Is it Really More Expensive to Eat Healthy Foods?

Friday night I watched Jamie Oliver’s Food Revolution for the first time. Let me just say, I’m sad I missed pretty much the entire season. What an eye opener!

For those who haven’t watched, a (very) quick synopsis of the show is that Jamie Oliver is out to change the school menus in the unhealthiest town in the United States. Out with processed foods and in with whole foods.


Anyway, on Friday night one scene showed Jamie Oliver in a school district freezer, talking to the district employee about excess processed food. The freezer was a HUGE room, filled with chicken nuggets and frozen french fries. The the district employee revealed that she had just ordered another year’s worth of processed foods. The reason? It was much cheaper to buy processed foods than whole foods.

I absolutely believe that’s true for a school district. I’m sure there are huge discounts on processed foods for schools, because school kids who eat processed foods will grow up to be adults who eat processed foods. It’s big business.

But is it true for everyday families? Is it really cheaper to eat processed foods than whole foods? I believe the answer is yes…and no.

On the one hand, a person can score free groceries by combining sales and coupons on processed foods. One search of the internet will reveal hundreds of stories of people buying $200 worth of groceries for $30. You just can’t do that if you’re only buying whole foods.

On the other hand, without using coupons, I’m not sure processed foods are less expensive. Frugality is usually a time-money tradeoff, and taking the time to prepare food from scratch will generally save at least a little money.
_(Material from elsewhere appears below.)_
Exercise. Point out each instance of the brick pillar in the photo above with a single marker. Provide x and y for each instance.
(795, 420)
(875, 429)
Locally grown produce in season will generally be less expensive (and more fresh) than produce that’s been shipped thousands of miles from Chile out of season. That’s even more true, if you take the time to pick it yourself from a local farm.

The big exception is meat. Free range, grass fed, all natural meat is usually a lot more expensive than chicken and beef that are mass raised and processed. Even then, though, sometimes you can find exceptions. I stopped at a grocery store in Salem on Friday to pick up a few things for our trip home, and the guy in front of me was buying whole, free-range chickens for less than a dollar a pound. And my brother told me that he recently found free range, organic chicken breasts on sale for less than their mass-produced counterparts. But that’s the exception, rather than the rule. I’m hoping to see change in the coming years, though.

Now that our homeschool is out for the summer, I’m planning on getting into a “make it from scratch” routine to move us away from processed foods and toward whole foods. I figure if I can set down a good routine during the summer, it will be easier to keep up with the cooking and baking while I’m teaching. You can bet I’ll be looking for every cost-saving measure available to those who want to eat healthier.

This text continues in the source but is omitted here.